Ambitions

When I left school in 1983 my ambitions boiled down to owning a van and being in a band. The two things were not unconnected: I was a terrible keyboard player (punk, yo) but if I owned a van the band would still need me to cart the equipment around from gig to gig, free festival to free festival.

I never bought a van – in fact, I never learned to drive – but neither did I replace that ambition with another. Leaving school at the age of 16, with four CSEs at the height of Thatcher’s era of mass unemployment basically meant I had no expectation of ever even working. And if I did, it would be a shitty job, probably in a shitty shop. When a local Wickes store opened, I applied and didn’t even get a reply, let alone an interview.

The trajectory of my escape from that world is long and complex and deserves its own piece of writing, but the important point is this: I had no ambitions. Ambitions were something that other people had, but not working class kids from Derby. I had dreams, sure. But there was no possible path from here to there.

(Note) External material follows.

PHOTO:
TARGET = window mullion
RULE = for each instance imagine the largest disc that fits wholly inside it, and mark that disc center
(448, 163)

Since then, though, ambitions have become the playground of the young, and there’s been an expectation actually rooted in reality that a young person’s ambitions can be fulfilled. You could travel and work in Europe. You could go to university. You could get a job, buy a house, something that so so few of your parents were able to do. Some of these simple things moved from ambitious dreams to expectations.

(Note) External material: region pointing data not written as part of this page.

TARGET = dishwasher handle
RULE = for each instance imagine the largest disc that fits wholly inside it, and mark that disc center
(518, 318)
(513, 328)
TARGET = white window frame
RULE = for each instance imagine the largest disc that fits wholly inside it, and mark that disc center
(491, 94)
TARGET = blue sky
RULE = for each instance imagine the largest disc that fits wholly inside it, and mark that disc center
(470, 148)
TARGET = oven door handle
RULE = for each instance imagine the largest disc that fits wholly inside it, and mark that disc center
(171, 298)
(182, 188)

The past ten years have chipped away at this. A house has become something no one can afford unless they can rely on the bank of mum and dad, while the media bombards you with messages about how it’s your own fault you can’t save a hundred thousand pounds. Jobs which offer long-term careers and progression have been eroded, to the point of destruction. There is no such thing as job security if you are young.

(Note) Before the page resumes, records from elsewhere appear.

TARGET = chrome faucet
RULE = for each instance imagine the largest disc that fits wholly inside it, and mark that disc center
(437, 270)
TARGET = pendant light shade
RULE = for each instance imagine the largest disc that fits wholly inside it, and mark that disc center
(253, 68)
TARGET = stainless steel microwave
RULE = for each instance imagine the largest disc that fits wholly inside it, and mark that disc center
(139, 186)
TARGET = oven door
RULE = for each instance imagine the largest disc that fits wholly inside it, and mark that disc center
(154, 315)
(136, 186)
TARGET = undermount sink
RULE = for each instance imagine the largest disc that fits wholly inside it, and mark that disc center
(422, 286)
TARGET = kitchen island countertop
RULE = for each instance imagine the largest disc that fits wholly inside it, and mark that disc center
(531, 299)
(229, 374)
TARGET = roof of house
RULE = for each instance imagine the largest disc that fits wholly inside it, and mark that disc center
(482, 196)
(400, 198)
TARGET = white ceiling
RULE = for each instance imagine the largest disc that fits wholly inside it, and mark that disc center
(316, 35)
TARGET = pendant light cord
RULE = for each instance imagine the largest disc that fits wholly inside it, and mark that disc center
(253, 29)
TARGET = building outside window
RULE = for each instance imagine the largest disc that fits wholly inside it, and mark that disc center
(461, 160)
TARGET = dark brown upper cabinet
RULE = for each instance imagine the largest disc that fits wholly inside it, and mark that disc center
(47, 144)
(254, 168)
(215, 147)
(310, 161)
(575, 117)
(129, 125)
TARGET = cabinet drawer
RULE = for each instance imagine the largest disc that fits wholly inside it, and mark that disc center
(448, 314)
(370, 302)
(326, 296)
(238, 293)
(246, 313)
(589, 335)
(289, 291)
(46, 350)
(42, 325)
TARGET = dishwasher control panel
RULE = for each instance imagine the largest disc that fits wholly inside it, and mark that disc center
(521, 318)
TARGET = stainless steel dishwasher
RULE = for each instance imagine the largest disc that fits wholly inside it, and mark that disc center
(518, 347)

Brexit and COVID, though, have been the twin hammer blows which have destroyed the opportunities of the young. Brexit’s retreat to cosy little Englander fantasies of an idealised 1950s Britain mean putting up borders and robbing the young of a core part of their identity, while reducing the ability of the poorest to up sticks and work wherever they can across the continent. Looking abroad for work was one of the few routes out of Thatcher’s newly-impoverished Britain when I left school, and that option just won’t exist the young poor in a few months time.

But it is probably COVID which will have a longer term impact, and which will break the back of ambition, particularly for those reaching maturity now. In a long and brilliant Twitter thread, David Hayward wrote that “a pandemic is a killer of the dreams of the young” and nothing could be closer to the truth. I have been lucky to live for 53 years in a bubble of safety, with the freedom to roam and to dream. Until we find a vaccine, that freedom is basically gone. Who can have ambitions, who can have dreams, when the next person you meet might be the one that passes on a deadly virus rather than the person who changes your life for the better?